Rowan
You remember. My north walls rounded by buffeting storm, my south walls shapeless with ivy. My whistling tunnels between the gates, where the wind came in with you and panicked for a moment, tangling, before finding its way out. My copper veins, my wooden bones, my tapestried skin, my muscle of stone. The curves of my inner arms wrapping in stair and passageway round to the hearth, the arches of longing, the banners that meant something, the covered bridges leading inward to untouchable ideal and outward to glory. The ramparts, the barracks and the armor, the palisades pointed on top as if to bloody the very sky, because castles are violent.
You remember.
Prince Leo will say he rules me. But I cannot be ruled; I am rule.
He will say he owns me. But I am that old battle between ownership and nothing. I am a built thing in the wilderness. I am the castle you remember, when you hunger after history like the taste of blood.
I have no name, for no one has ever dared to name me. I was built by Dwarves, the ancients of the North, almost three hundred years ago. They built me like the inside of the earth. They built me like a law, at a time when the first law had been broken—a bulwark against the collapse of reality.
I press upon the earth; I grow up from the earth, more rooted in its darkness than the trees, and my shape reflects the sky, the dead-old grid of the stars.

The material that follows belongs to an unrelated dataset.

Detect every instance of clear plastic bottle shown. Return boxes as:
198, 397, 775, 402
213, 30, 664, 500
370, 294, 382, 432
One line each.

The Dwarves gave me voice that way, by anchoring me to these rhythms: the spinning, ever-returning universe above me, the eternal dying beneath me, the dissolution of things into particles, into liquid, into fire. The people living within me do not think of such things. But they are happening anyway. They are why you remember.

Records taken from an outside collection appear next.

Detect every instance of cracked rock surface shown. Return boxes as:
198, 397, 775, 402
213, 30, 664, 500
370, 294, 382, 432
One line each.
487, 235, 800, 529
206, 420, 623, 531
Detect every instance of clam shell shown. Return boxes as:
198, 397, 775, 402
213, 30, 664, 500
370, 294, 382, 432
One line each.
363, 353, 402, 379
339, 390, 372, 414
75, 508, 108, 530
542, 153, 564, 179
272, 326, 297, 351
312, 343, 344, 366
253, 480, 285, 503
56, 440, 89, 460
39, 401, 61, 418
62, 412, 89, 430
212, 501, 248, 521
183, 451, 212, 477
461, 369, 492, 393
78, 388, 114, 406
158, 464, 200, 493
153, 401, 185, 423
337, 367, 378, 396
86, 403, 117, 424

A castle is never afraid. A castle never reacts or trembles. A castle is slow in living, and slow in dying, and tempers the rash hearts of men. It retains forever the whispers of women. Wrens and swallows nest in its eaves. It crumbles, but never falls.
When I die, I will die layer by layer, sanctum within sanctum, spiral stair within spiral stair, each pattern exposed in beauty to the forgiveness of wind and the desolation of sun. I will become new castles of ruin upon the tumultuous, crow-pecked earth.
♕♕♕♕ ♕
Here, a room of voices. Once upon a time, the insults of ten or twenty or a hundred warlords crossed quickly here and were done, and their bones strengthened my floors. Once upon another time, this happened again. Agreements were made and broken, rules were formed and challenged, tales were sung and secretly revised, victories were celebrated and drowned in drink. And the fire of this hearth, in the center of their eating, was my heart; and the fire never went out. Until it did. And then one hundred years passed.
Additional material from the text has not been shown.